Hospice care may not readily come to mind as an intersection for science and spirituality, but for one patient and his chaplain, the connection they’ve forged was built from discussions about these very topics.
Dr. Watson, a retired internist and a current patient receiving care from Hospice of the Red River Valley, approaches the world from a clinical, scientific perspective.
During a hospital visit in 2013, Dr. Watson’s doctors took a chest x-ray and found a mass in his right lung. They encouraged him to look into hospice care. “I said, ‘I don’t really know what that is,’” Dr. Watson said, “so my doctor explained it to me, and that’s how I got started.”
Dr. Watson is acutely aware of how important face-to-face visits are for establishing rapport with patients, and he says the visits from Hospice staff have been very helpful. “I’m glad to see them,” he shared. “They answer my questions. They check my vitals, too. It’s interesting to talk to different people.”
According to Karin, Hospice of the Red River Valley chaplain, Dr. Watson has taken great care to interview the Hospice team members. “He learns something about each one and shows interest in us not only as skilled clinicians but as people with lives outside of our professions,” she said.
Dr. Watson has been married to his wife Delores for 65 years, and they have four children. He’s always been a social person and active in his community. He is a member of the American Legion, The United Methodist Church of Detroit Lakes and was a long-time volunteer with the local Boys and Girls Club. As a band leader and trumpet player, Dr. Watson started the big band group Doc and the Scrubs and established Tuesdays in the Park, a popular music series in Detroit Lakes that continues to this day.

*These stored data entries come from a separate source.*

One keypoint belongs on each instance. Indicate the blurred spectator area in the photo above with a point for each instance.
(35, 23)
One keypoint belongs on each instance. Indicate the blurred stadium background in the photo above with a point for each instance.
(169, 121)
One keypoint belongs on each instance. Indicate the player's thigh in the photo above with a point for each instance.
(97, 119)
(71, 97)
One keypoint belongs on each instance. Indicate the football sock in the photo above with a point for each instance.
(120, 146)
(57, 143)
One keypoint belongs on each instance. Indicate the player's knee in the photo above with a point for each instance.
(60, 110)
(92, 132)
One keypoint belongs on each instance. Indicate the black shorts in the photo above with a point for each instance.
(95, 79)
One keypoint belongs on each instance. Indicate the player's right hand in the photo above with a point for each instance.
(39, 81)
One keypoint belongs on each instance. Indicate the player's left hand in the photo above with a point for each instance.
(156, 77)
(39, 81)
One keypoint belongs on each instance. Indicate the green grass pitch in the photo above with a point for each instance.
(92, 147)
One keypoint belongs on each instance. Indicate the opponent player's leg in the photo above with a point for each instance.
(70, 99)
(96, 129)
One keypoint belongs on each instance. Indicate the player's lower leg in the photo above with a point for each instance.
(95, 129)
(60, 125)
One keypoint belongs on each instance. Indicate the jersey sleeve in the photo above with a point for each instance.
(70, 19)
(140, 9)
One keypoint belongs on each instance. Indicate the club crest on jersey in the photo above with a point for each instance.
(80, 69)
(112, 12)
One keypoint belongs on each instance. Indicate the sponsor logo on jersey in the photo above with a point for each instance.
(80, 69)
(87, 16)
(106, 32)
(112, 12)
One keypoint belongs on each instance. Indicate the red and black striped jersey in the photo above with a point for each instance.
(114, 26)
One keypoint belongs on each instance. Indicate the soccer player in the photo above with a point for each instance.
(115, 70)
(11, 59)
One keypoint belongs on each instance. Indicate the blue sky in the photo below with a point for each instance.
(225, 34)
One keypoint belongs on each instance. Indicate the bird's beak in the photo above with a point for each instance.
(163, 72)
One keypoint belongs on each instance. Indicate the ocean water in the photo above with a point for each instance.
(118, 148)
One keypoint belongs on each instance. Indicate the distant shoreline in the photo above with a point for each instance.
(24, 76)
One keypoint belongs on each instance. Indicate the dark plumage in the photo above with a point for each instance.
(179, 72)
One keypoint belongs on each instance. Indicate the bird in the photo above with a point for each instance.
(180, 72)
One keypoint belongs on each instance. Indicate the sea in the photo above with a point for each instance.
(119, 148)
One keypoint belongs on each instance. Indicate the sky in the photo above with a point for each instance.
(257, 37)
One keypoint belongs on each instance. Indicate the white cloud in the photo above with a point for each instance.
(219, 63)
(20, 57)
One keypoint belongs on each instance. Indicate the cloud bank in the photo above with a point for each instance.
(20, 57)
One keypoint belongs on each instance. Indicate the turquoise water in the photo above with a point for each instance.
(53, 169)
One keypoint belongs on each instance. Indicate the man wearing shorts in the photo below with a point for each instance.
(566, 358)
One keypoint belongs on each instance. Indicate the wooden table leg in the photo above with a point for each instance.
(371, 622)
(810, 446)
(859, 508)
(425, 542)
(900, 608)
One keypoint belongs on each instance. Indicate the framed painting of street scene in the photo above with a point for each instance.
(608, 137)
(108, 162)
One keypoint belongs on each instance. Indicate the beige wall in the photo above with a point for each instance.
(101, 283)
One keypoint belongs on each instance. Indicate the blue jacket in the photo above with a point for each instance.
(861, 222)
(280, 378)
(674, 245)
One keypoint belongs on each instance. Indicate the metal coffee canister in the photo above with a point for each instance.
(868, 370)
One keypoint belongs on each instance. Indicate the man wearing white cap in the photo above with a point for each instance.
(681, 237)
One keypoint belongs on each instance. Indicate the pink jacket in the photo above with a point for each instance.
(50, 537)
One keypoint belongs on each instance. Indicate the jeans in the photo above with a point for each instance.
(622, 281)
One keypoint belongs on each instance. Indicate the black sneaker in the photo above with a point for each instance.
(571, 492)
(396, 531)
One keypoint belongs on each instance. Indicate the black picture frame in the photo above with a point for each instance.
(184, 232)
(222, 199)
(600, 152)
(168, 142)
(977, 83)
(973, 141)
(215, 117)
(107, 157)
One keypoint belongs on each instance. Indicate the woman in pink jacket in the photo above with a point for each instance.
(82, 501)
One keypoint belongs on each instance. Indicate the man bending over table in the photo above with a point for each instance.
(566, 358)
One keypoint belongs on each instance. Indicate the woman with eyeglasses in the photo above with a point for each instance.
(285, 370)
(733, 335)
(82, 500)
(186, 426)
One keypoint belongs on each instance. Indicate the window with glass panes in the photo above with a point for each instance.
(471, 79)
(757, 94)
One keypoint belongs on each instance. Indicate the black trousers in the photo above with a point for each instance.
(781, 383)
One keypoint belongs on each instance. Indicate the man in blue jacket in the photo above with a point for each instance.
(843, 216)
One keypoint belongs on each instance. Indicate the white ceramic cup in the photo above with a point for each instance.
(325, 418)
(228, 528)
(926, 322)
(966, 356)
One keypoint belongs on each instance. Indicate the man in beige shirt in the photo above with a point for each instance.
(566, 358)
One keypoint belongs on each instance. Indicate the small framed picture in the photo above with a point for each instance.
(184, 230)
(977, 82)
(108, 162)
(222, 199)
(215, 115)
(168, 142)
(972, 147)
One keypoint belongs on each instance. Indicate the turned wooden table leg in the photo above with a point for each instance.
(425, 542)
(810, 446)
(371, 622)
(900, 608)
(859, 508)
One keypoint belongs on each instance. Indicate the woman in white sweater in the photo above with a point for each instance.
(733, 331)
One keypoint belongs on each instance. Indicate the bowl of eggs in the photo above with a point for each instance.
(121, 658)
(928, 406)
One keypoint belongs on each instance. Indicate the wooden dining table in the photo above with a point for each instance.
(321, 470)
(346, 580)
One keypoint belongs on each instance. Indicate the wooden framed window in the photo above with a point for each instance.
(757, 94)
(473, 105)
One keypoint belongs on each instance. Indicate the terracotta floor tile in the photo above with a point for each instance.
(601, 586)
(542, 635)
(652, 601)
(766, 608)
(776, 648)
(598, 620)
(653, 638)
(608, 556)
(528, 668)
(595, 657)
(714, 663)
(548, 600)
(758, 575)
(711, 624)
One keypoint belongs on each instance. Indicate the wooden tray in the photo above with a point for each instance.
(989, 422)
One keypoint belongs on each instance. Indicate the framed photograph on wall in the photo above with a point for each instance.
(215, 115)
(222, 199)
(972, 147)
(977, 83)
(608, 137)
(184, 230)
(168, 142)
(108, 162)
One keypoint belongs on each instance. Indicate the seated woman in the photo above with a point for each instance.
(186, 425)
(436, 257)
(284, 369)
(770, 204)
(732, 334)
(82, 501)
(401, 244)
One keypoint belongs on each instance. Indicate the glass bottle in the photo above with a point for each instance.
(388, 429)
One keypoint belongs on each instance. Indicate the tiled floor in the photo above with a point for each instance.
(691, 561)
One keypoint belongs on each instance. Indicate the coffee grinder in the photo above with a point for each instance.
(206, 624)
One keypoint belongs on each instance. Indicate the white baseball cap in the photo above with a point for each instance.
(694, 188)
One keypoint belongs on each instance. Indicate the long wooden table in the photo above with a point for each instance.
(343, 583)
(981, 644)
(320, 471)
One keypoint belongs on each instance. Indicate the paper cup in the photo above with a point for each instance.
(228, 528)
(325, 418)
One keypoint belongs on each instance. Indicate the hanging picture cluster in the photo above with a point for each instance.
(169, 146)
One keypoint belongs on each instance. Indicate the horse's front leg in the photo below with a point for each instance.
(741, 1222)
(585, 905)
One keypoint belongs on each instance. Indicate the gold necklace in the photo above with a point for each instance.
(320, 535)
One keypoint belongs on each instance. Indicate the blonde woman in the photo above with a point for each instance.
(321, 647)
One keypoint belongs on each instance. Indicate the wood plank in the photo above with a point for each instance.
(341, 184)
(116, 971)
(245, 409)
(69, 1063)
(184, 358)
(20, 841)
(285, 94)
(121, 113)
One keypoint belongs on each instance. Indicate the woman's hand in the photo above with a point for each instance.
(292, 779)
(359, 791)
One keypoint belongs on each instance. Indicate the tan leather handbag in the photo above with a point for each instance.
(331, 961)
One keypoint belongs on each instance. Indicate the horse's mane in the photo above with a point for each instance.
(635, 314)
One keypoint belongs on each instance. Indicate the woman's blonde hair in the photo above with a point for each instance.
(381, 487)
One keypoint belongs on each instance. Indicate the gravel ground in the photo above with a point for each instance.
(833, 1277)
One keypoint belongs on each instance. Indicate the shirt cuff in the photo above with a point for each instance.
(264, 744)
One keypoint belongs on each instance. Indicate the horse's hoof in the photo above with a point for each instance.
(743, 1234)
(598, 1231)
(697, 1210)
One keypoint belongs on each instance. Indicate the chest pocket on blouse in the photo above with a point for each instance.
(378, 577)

Not only does Dr. Watson enjoy big band and classical music, he is also an avid reader. He reads material related to his medical profession and has an equal interest in theology, church history and biblical literature. Being a critical thinker and scientist led Dr. Watson to question some of the literal understandings of scripture and the God that he grew up with, and his spirit is energized by discussions around these topics.
His first question during each visit with the chaplain is, “What are you reading?” Karin was inspired to read several books that Dr. Watson suggested, which enhanced their visits and conversation. “He doesn’t need answers to all the big questions,” Karin shared, “but he loves the pursuit of knowledge and understanding in and of itself. In fact, when Dr. Watson is asked about what is to follow this life, he says with a twinkle in his eye, ‘I am excited to find out.’”
Every person who receives Hospice support utilizes the skilled staff in varied ways. Dr. Watson said his visits with the chaplain are what he’s appreciated the most about Hospice. And for Dr. Watson and Karin, the relationship they’ve built has been an education in friendship.